一方の舞夜はというと、普段運動不足なのだろうか、脹脛や足裏にだるい痛みこそあるが、彼のように気分が落ち込むほど疲労しているわけではなかった。
もしかして、自分が役に立たない代わりに彼に負担がかかっていたのではないか、と思うとなんとなく落ち着かなくなる。
「あ。私一人で一階に行ってこよか? ぱぱーって見てすぐ帰ってくるし、それに、」
そこで思わず口を噤んだ。ぐるりとこちらに回されたネムレスの首、見開かれた瞳が、舞夜を覗きこんでいる。
「なんで?」
――彼の目って、こんなんだったっけ。
舞夜は頭の中でぽかんとそれだけを考えて、それから思い出したように息を吸った。どこか苦い気がした。
「えーっと。ネム、疲れとるんちゃうかなーって思って。ただの提案やから、その……」
「そう。でも絶対に駄目だ、一人であいつに遭ったりしたらどうするの。絶対に、一人でなんて行動しないで」
「あ、うん。そうやなぁ。一人なんて危ないし、怖いもん」
不必要なまでにへらへらする舞夜から顔を逸らし、またすぐに目を見つめ、ネムレスはどこか独り言のように喋る。

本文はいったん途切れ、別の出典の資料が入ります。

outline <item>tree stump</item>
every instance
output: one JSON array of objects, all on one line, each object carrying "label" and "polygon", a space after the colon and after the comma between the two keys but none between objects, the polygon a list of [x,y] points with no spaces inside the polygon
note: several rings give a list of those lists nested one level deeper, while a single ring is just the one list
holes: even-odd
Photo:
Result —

舞夜は本当に彼のすぐ傍にいるというのに、何故か語りかけられている気がしなかった。
「――俺だって怖い。死ぬほど怖いよ。ねえ、約束だからさ、決してあいつには近づかないで。もし遭ってしまったら、すぐに逃げてくれ。目も、言葉も交わさないで」
「おっしゃ約束約束。指切りしよな。嘘吐いたら、お菓子の奢りな。指切った! よーし、うん、ネムレス。落ち着いた?」
尋ねると、ネムレスはやけにゆるりとした動作で頷いた。眠気に舟を漕ぐ学生のようにも見えた。

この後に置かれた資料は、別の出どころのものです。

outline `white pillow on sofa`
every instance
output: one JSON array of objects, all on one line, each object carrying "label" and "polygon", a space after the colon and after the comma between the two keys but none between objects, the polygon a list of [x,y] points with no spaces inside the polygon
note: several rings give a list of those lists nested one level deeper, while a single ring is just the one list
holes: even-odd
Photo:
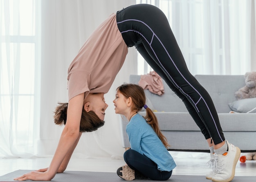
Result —
[{"label": "white pillow on sofa", "polygon": [[229,103],[229,106],[235,112],[256,112],[256,97],[236,101]]}]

「うん。……お菓子か。ここから出たら、いくらだって食べられるよ。絶対、俺と君とで出ようね」
眼元だけの微笑に、舞夜は無言のまま頷いた。そして、もしかしてこいつ若干ヤバイんじゃないのか、とその時になって初めて思った。
言葉だけ見れば割と普通かもしれないが、あんまりにも鬼気迫ってるといおうか。いや、ネムレスはただ疲弊して、思考が纏まっていないだけかもしれない。おまけにこの薄暗く閉じきった環境だから、気分が落ち込んでいくのも無理はない。
とりあえず、ここから出たら一緒に病院行きだな、と決心する。彼は一度心を専門家に診られた方がいい。
舞夜がその際の誘う言葉まで算段立てていることも知らず、ネムレスはすっくと立ち上がってそのまま伸びをした。どことなくさっぱりとした顔付きだった。
「そうと決まれば、さっさと一階に行こうか。うん、俺も覚悟決めた」
「え? あ、うん! なんか解決したっぽくてよかったな、うん」
「ふふ、そうだね。――早く、済ませてしまった方がよかったんだ」
先を歩く舞夜の後ろ、彼女に見られないようネムレスは口端をつり上げたまま、箒の柄を握り締める手に力を込めた。
その呟きは聞こえなかったようで、舞夜は遅れている彼を振り返って、不思議そうにその名を呼びかける。
ネムレスは笑顔でそれに答え、後ろ手で静かに、彼らが先ほどまでくつろいでいた教室の戸を閉じた。